Aí, não teve jeito. Os turcos se posicionaram e excluíram o time do campeonato. O time escolhido para substituí-lo foi o Trabzonspor, o vice-campeão turco.

3. O escândalo das apostas

Um dos episódios que realmente chegaram a manchar a imagem da Champions League ficou conhecido como o Escândalo das Apostas.

A descoberta foi feita pela polícia alemã. O departamento de fraudes notou uma atividade estranha em apostas – que são permitidas em vários países da Europa- e a investigação teve início.

Foram investigados mais de 300 jogos. Times alemães, belgas, suíços, croatas, eslovenos, turcos, húngaros e austríacos estavam na mira.

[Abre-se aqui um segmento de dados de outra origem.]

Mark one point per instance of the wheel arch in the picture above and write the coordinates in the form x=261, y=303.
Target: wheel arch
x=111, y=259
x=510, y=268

4. Neymar, Mbappé e a quase exclusão do PSG

Ficaram sob suspeita 12 jogos das eliminatórias da Champions de 2009. A UEFA declarou naquele então que se tratava do maior escândalo que se abateu sobre o futebol europeu.

Depois de vários meses de investigação, ficou claro que 3 jogos da Champions tiveram seus resultados manipulados. Escutas telefônicas confirmaram as suspeitas e o saldo final foi de 15 pessoas presas na Alemanha e mais 2 na Suíça. Dinheiro, jóias e carros, frutos das apostas irregulares, foram apreendidos

Esse escândalo se abateu sobre a edição deste ano e quase levou o PSG à exclusão da Champions.

Em novembro de 2018, o jornal esportivo L’Équipe noticiou que o Paris Saint German poderia ficar de fora da Champions por certas irregularidades em contratos de patrocínio e em relação as transferências de Neymar e Mbappé, além de estar no vermelho, com um déficit financeiro de mais de 30 milhões de euros – o limite imposto pela UEFA para os times participantes.

Tal notícia surgiu a partir de uma investigação iniciada em junho daquele ano, pela CFCB – o órgão que faz o controle financeiro dos clubes de futebol.

De acordo com os relatórios, o Clube francês teria recebido 138 milhões de euros de empresas do Qatar, mas haveria declarado apenas 87 milhões. E as contratações de ambos jogadores precisariam ser bem explicadas, já que as cifras foram astronômicas (222 milhões para Neymar e 180 milhões de Mbappé, sempre em euros).

A notícia fez a Europa pegar fogo. A UEFA, percebendo o impacto, deu uma declaração dizendo que não pretendia excluir o PSG. Mas, se provadas as acusações, duras sanções disciplinares seriam aplicadas.

5. A Tragédia de Heysel

A tragédia de Heysel entra em duas categorias do Top 5 escândalos que marcaram a Champions League. Já falamos sobre ela, com muitos detalhes, neste artigo.

Ela entra aqui como um dos maiores escândalos da Champions porque, realmente, foi o mais e mais aterrorizante de todos.

Era a final da Champions de 1985. Juventus e Liverpool se confrontariam pela conquista do título na Bélgica.

A UEFA sabia que o estádio em Heysel não tinha condições de abrigar a partida. Os torcedores do Liverpool já eram conhecidos por brigas monumentais, e Heysel não podia oferecer segurança para quem vestia a camiseta da Juve.

Meia hora antes de começar o jogo, os torcedores do Liverpool começaram a pancadaria. Atacaram os fanáticos da Juve com paus e barras de metal. Era uma batalha campal, em pleno estádio.

Haviam corpos no gramado, gente sendo atendida por ali mesmo. A polícia não conseguia controlar a briga, que continuava rolando quando a UEFA obrigou ambos times a entrar em campo.

No total, foram 39 mortos. O episódio é apontado como responsável por grandes mudanças na segurança dos estádios.